A Constituição de 1988 é a mais democrática da República. Apesar das liberdades, direitos e deveres, há os que buscam brechas para respaldar seus arroubos autoritários. É hora do Congresso dizer que da Carta não cabem dúvidas. Está na hora do Congresso abrir a discussão sobre as Forças Armadas, sobre o seu submissor enquadramento, sobre a reformulação de seus estatutos, seus programas e currículos de formação, sobre a modernização do seu papel  e a profissionalização de suas tropas. Tolerar que as instituições militares sofram influência política é negligenciar sobre o dever do seu papel imparcial.
Está na hora, igualmente, do Congresso abrir discussão sobre as Polícias Militares. Polícia tem de ser polícia, parte ostensiva, parte de investigação, como nas democracias mais sólidas. Não tem de ser militar. Policial não tem de pensar que é formado para a guerra. O povo não é o seu subjetivo inimigo. É hora de reformular as polícias, inspirando-se em exemplos de países democráticos. Não é possível sindicância para quem comete crime, substituindo o inquérito criminal. A lei é para todos. Farda não pode garantir estabilidade, mas, sim, deve garantir punição a quem a desonra.
O momento do Brasil é irracional. Pior: revela impunidade. Policiais militares afrontam direitos e demonstram opções e preconceitos em suas abordagens, não raro sacrificando vidas. O alinhamento político, que manifestações de rua recentes têm flagrado, é o passo mais célere para a perda da credibilidade e para reforçar a imagem de que “a polícia é o perigo”. Esse risco não afeta as corporações, porque os interesses corporativos prevalecem sobre o interesse da coletiva, que é o da segurança social e da proteção contra maus policiais.

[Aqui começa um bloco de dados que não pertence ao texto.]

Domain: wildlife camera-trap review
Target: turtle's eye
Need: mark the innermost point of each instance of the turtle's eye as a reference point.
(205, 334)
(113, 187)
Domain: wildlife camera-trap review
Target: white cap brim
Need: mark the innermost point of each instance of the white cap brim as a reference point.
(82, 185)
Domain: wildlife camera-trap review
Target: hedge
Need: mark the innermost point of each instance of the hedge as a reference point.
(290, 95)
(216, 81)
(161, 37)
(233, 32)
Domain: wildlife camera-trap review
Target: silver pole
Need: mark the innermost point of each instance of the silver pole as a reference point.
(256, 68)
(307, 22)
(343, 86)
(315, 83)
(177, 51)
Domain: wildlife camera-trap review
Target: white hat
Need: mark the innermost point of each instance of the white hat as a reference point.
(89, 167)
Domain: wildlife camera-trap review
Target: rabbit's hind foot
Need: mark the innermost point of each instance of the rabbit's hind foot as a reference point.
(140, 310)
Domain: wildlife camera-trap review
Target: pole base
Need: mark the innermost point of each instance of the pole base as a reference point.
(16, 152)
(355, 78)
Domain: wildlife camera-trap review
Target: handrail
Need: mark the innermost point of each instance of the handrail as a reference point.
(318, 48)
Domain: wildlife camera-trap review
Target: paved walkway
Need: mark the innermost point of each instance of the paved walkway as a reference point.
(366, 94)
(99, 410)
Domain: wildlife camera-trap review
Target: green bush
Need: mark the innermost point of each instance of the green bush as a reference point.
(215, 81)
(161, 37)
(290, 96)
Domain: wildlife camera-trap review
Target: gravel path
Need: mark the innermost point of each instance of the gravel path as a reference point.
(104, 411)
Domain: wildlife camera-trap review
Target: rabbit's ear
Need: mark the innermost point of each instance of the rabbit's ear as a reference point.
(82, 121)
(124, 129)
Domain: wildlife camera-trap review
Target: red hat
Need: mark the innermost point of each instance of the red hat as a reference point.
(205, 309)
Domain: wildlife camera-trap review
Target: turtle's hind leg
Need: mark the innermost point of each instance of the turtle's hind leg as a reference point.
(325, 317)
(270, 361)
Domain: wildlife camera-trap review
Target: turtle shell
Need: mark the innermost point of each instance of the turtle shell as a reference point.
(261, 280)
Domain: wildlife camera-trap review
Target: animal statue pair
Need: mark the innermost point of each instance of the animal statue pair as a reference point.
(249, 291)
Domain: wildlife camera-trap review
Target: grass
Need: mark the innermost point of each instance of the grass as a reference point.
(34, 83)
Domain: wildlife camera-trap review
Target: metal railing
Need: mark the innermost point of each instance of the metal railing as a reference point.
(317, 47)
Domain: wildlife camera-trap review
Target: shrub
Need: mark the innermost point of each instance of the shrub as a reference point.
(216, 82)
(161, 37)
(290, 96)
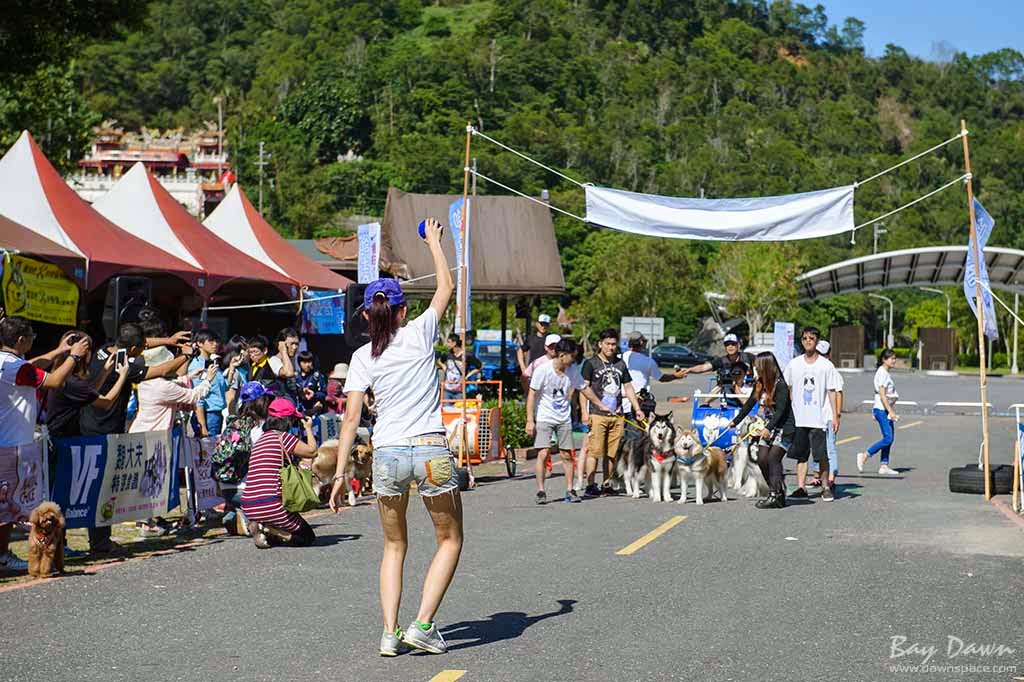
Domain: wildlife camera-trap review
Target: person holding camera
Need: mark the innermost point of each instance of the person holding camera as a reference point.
(724, 366)
(269, 522)
(19, 381)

A ‘opção Bolsonaro’ dos policiais brasileiros baseia-se na expectativa de benefícios e privilégios para as corporações, mesmo que em detrimento dos brasileiros em geral. Nem os milhares de mortos pela pandemia do Covid-19, a afetação da economia e o futuro dos milhões de desempregados são capazes de sensibilizar para a imprudência do momento. O ato mais recente é revelador: Jair Bolsonaro assina parecer da Advocacia Geral da União (AGU) reconhecendo a paridade e integralidade dos proventos, na aposentadoria, para  policiais federais, rodoviários federais, civis e penais. Menos valem as dores da população.
O mais grave, porém, são as ameaças de insubordinação dos policiais militares contra os governadores (o motim da PM do Ceará, no início deste ano, não teve nada de espontâneo, aleatório e de coincidência). Em manifestações recentes de bolsonaristas, em São Paulo, policiais militares escalados para a segurança bateram continência para manifestantes com a bandeira nacional. Dirão que bateram continência para a bandeira do Brasil e não para os manifestantes. Quem acredita?
Surge, agora, a informação de que PMs estão enviando mensagens cifradas a governadores, sinalizando que em um impasse político “entre eles e Bolsonaro, ficam com o presidente”. Dê-se o nome que quiser: insubordinação, quebra da hierarquia constitucional, motim, terrorismo, crime contra o Estado democrático, envolvimento político. Cabe aos governadores responderem da forma mais desconciliadora, de cima a baixo: aquele que se insubordinar, perde a farda. Sem detrimento das demais previsões na Constituição e nas leis.
*Ayrton Maciel é jornalista. Escreve aos domingos.